Les 100 ans du club Lorette: l’histoire à travers l’histoire racontée

Jean-François Tardif
Jean-François Tardif
Le Soleil
Le club de golf Lorette célèbre cette année son 100e anniversaire. Robert Ferland et Denis Angers ont donc profité de l’occasion pour publier Le siècle du Lorette, une histoire dans l’histoire, un ouvrage de 147 pages lancé mercredi. Mais pourquoi publier un livre sur l’histoire du club en 2020 alors qu’un bouquin sur le même sujet avait été publié en 1995 se demanderont certains?

«Parce que ça faisait 25 ans», a lancé Denis Angers, le coauteur. «Il manquait 25 années importantes. Le centenaire d’un club de golf dans la région de Québec c’est rare. Les clubs Orléans à Sainte-Pétronille (1868) et le Royal Québec (1874), qui a commencé sur les Plaines d’Abraham puis qui est allé du côté ouest de la Rivières Montmorency avant de s’installer à Boischâtel, ont célébré cet anniversaire mémorable. Et le Lorette, fondé en 1920 au lendemain de la Première Guerre mondiale, le premier club canadien français, fête le sien cette année.»

Angers a expliqué qu’avec ses photos Le siècle du Lorette était un ouvrage beaucoup plus riche que celui qui avait été réalisé il y a 25 ans. Il a ajouté que la qualité de l’édition, de la photographie et de la mise en page en faisait un bouquin plus contemporain. «Un livre, c’est un legs durable». 

Contrairement à celui qui avait été publié il y a 25 ans, le bouquin lancé mercredi ne se contente pas de raconter l’histoire du club Lorette. Tout au long de l’ouvrage, celle-ci a été inscrite dans la réalité de l’époque, les événements marquants sur la scène régionale, provinciale, nationale et même mondiale ayant souvent des répercussions sur le club. 

«Nous avons pu lire tous les procès-verbaux des conseils d’administration du club à partir de 1920. Robert Ferland, le coauteur, a fait un travail extraordinaire au niveau de l’histoire du club. Mon but, ç’a été de situer l’époque. Il y a 10 chapitres dans le livre et chacun traite d’une décennie. On part de la fin de la Première Guerre mondiale, on continue ensuite avec la grande dépression, la Seconde Guerre mondiale, le baby-boom d’après-guerre, la Révolution tranquille, l’arrivée des stars du golf à la télé, etc. 

«Au fil de la lecture les gens vont être capables de non seulement apprendre des affaires sur le Lorette, comme quand Scott Hoch et Moe Norman y ont joué, ce dernier s’étant choqué parce que les gens le suivaient de trop près, mais ils vont aussi savoir, par exemple, que telle année est l’année de la création de la communauté urbaine de Québec. Faire l’histoire dans l’histoire, c’est comme un miroir à deux faces.»
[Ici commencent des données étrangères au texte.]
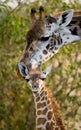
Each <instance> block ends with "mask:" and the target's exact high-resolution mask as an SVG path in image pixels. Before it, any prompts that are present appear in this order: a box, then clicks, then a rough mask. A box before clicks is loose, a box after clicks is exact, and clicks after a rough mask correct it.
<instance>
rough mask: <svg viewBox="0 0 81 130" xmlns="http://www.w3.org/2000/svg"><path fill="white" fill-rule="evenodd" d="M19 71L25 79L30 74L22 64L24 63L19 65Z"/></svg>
mask: <svg viewBox="0 0 81 130" xmlns="http://www.w3.org/2000/svg"><path fill="white" fill-rule="evenodd" d="M17 69H18V71H19V73H20V75H21V76H22V77H23V78H26V76H27V74H28V71H27V68H26V66H25V64H24V63H22V62H20V63H18V65H17Z"/></svg>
Le livre <em>Le siècle du Lorette, une histoire dans l’histoire</em>

Plusieurs anecdotes

Grâce à ses recherches, Angers a aussi pu enrichir son ouvrage d’anecdotes qui feront assurément sourire. Qu’il suffise de penser à l’installation de fil de fer sur le terrain afin d’empêcher les vaches de piétiner les verts à ce règlement qui interdisait quiconque qui trouvait une balle perdue de la revendre. La personne coupable d’un tel geste risquait l’expulsion du club. Et aussi à l’inventaire du club en 1923 qui était constitué de deux pelles, d'un pic, d'un rouleau et d'un cheval.

«Il y a aussi une période pendant laquelle le club manquait un peu d’argent. Les dirigeants avaient alors acheté un gramophone pour faire des soirées dansantes. Le curé de Loretteville avait menacé un père parce qu’il pensait que les soirées dansantes étaient une occasion de rapprochements illicites entre personnes de sexes différents. Le club a aussi reçu la visite du gouverneur général. Et en 1964, quand le club est passé de neuf à 18 trous, le premier coup frappé sur le Lorette 18 trous l’a été par le premier ministre Jean Lesage.»

Angers a conclu en disant qu’il avait eu beaucoup de plaisir à travailler sur Le centenaire du Lorette, une histoire dans une histoire. Il a ajouté que les membres de la direction étaient très fiers de l’ouvrage qui a été édité à 500 exemplaires.